You don’t hear much about the Tea Party these days, but perhaps you should. After all, as Al Regnery, publisher to the conservative stars pointed out on his visit to “Common Ground with Bill Walton,” it just elected a president.
The concerned community members and amateur activists who formed Tea Party groups in the early days of the Obama administration were the economic nationalists, populists, libertarians and country club Republicans who joined together in November 2016 to elect President Trump.
They’re basically looking for political doers. They favor getting things done. They are not strongly ideological, nor are they party joiners, and most would rather call themselves independents than conservatives or, especially, Republicans.

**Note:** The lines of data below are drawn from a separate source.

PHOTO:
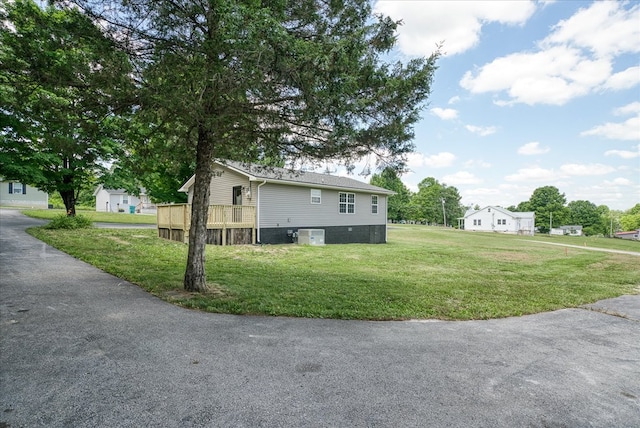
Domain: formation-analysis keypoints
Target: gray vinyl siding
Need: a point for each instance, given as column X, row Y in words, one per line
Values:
column 31, row 198
column 290, row 206
column 222, row 188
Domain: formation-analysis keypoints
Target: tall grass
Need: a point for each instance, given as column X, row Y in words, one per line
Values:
column 421, row 272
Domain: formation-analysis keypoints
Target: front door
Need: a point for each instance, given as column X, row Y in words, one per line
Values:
column 237, row 200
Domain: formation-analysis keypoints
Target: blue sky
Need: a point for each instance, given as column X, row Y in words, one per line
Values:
column 527, row 94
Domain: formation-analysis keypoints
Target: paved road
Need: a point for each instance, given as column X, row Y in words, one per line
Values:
column 81, row 348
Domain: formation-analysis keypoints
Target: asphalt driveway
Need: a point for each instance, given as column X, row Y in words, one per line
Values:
column 81, row 348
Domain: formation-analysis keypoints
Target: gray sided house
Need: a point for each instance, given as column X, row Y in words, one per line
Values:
column 349, row 211
column 15, row 193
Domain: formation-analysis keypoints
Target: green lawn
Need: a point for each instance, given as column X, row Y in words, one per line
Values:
column 100, row 217
column 422, row 272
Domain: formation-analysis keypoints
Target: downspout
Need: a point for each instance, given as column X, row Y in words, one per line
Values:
column 258, row 211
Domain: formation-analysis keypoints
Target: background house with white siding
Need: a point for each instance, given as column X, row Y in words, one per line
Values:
column 17, row 194
column 119, row 200
column 496, row 219
column 348, row 210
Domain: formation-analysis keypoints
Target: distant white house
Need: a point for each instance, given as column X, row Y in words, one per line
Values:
column 17, row 194
column 572, row 230
column 496, row 219
column 632, row 234
column 119, row 200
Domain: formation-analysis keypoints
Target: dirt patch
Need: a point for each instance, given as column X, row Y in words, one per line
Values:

But they want government to fulfill its duties effectively – and not much more. They want a head-on approach to solving problems and clear explanations of what is going on. And when Trump came along with a can-do attitude, a pledge to address their problems and an ability to understand them better than anyone else in politics, it was electoral magic.

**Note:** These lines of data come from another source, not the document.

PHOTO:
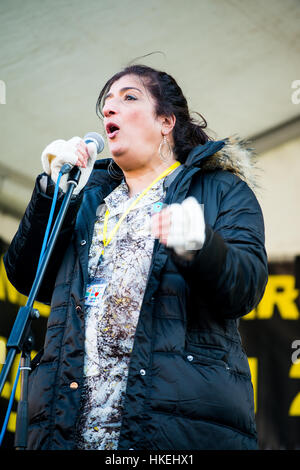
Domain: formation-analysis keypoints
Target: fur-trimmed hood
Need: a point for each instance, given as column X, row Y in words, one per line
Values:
column 235, row 156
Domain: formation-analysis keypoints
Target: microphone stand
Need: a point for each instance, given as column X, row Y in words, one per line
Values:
column 20, row 339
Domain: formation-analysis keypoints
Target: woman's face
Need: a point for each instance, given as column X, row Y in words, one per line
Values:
column 133, row 131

The trick to keeping these people who are not conservative voting for conservatives is for Trump to implement his – their – agenda and to be successful in doing so, said Matt Schlapp, chairman of the American Conservative Union and one of Washington’s best-connected conservatives. And action is key.
Conservatives and the rest of Trump’s coalition know his agenda, his promises to reduce the size and scope of government, will be tough to implement, Schlapp said. “But what they will not tolerate is after they give them this power, this authority, if government just starts to continue to grow …”
Trump seems to understand this and has taken significant action on the items he deems most important. He has cut 300 pages out of energy regulations. He has removed all mentions of global warming from the White House website and ended the requirement agencies devote given percentages of their budgets to combating global warming.
His Department of Education has rescinded both the Obama administration’s policy on transsexuals in school bathrooms and the kangaroo courts it established on college campuses to prosecute male students accused of sexual assault.
He has gotten tough at the border, reducing immigration by more than half. He has changed labor, coal and land-use regulations and ended the practice of using the military for social engineering experiments.
What does this mean for Republicans? Given the numbers – they control 68 of the nation’s 99 legislative chambers, 37 governorships, both houses of Congress and the White House – they are, on paper, in the best shape they’ve been in in more than a century.
But there was a feeling among Schlapp and Regnery that they are a spent force in some ways, reduced from a generator of ideas and organizer of political support to a candidate selector and fundraising organization.
They have over-promised and under-delivered, and they too have been slow to catch on to how Trump dispatched 17 of their brethren in the primaries then overcame the best-funded candidate in history and a good many from his own party to become president.
Will we see a third party or a realignment of the GOP? And if a realignment occurs, along which lines – a Trumpian party no longer committed to unadulterated free trade or a classical liberal party that truly looks to reduce the size, scope and cost of government?
Or perhaps another iteration of the Tea Party. After all, that appears to be the winning formula.